# Examples of comparison-based algorithms that are not a sort or a search over lists

Can you share examples of comparison-based algorithms used in practice that are not a sort or a search over lists? Heapify is an example of a comparison-based algorithm that is neither a sort nor a search. Heapify is of course part of Heapsort and still operates over lists. Are there other examples of comparison-based algorithms that are not sorts or searches over lists and are used in a different context than sorting or searching or operate over different data structures?

By comparison-based I mean the standard definition: every basic operation (swaps, assignments, ...) need to be carried out on the basis of a series of comparisons only. This includes the transitive closures of the outcomes of comparisons (as in quicksort: a swap can be carried out on elements a and b when a > p and p > b has been determined, where p is the pivot. In this case no direct comparison between a and b was made, but their order is deduced based on the transitive closure of the relations). The elements to be ordered need to satisfy a linear order (total order), i.e. a <= b or a >= b always needs to hold (as for the case of integers, real numbers, words (lexicographical order) etc.) Put another way: these are algorithms for which the computation can be modelled via a decision tree. Their execution is the same on data that share the same relative order. In the case of lists: the execution is the same on the reverse ordered list [4,3,1] as on the reverse ordered list [50,6,5].

I prefer examples for which the comparison-time (worst-case or average-case) has been determined, but I'm open to others examples for which this has not been done.

It seems that the Knuth–Morris–Pratt algorithm and Booth's Algorithm may fall into this category, i.e. string matching algorithms.

Pseudonym suggested priority scheduling below (I did not check this sufficiently yet but it seems a possible fit). Any others?

• This is going to depend what you mean by "comparison-based". In general, you typically use comparison when you need an ordering, and beyond fundamental data structures like priority queues, it's probably going to matter what you are ordering. For example, there is a whole class of algorithms based around scheduling which involve a notion of priority. Commented Dec 9, 2021 at 23:43
• @Pseudonym I updated it with a description of the type of algorithm I have in mind. Commented Dec 9, 2021 at 23:51
• There are some examples in computational geometry, for example k-d trees. Commented Dec 10, 2021 at 11:12
• @YuvalFilmus Thank you! Commented Dec 10, 2021 at 11:21

I summarise some comparison-based algorithms found thanks to suggestions here and also in relation to examples I know of or found online. The Huffman algorithm may raise some eyebrows, but it seems to have all the hallmarks of a comparison-based algorithm. Do add any if you know of more examples (or share criticism on the ones listed below if you deem them not to fit). I find the usual presentation of comparison-based computation a little short on examples, so aim to use this list to show their impact beyond sorts and searches. I did not add priority scheduling yet but may add it later pending a closer look at how it goes beyond sorting.
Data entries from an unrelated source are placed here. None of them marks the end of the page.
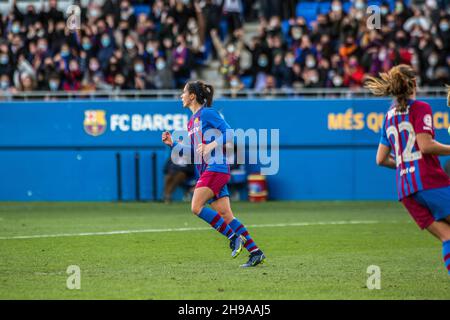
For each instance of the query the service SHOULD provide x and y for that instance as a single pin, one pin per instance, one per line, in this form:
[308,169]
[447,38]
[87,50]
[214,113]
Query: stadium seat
[141,8]
[346,6]
[285,28]
[324,7]
[374,3]
[247,81]
[307,10]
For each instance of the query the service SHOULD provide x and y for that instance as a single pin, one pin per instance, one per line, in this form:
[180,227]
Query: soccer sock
[239,230]
[216,221]
[446,254]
Min-max heap construction. Min-max heaps combine a min-heap and a max-heap. The data structure provides constant time retrieval and logarithmic time removal of both the minimum and maximum elements. It forms a useful data structure to implement a double-ended priority queue.

Beap construction. A compromise between costs of searching and updating is to create a structure with the same father-son relationship as a heap, and with most nodes having two sons. The difference is that in general each node will have two parents--a beap.

String matching. A string-matching algorithm finds the starting index $$m$$ in string $$s$$ that matches the search word $$w$$. The Knuth–Morris–Pratt algorithm.

Lexicographically minimal string rotation Aka least circular substring is the problem of finding the rotation of a string possessing the lowest lexicographical order of all such rotations.

Prefix order construction. The Huffman file encoding algorithm. Huffman code is an optimal prefix code used for lossless data compression.

Balanced k-d-trees construction. Useful for searches involving a multidimensional search key (e.g. range searches and nearest neighbour searches) and creating point clouds.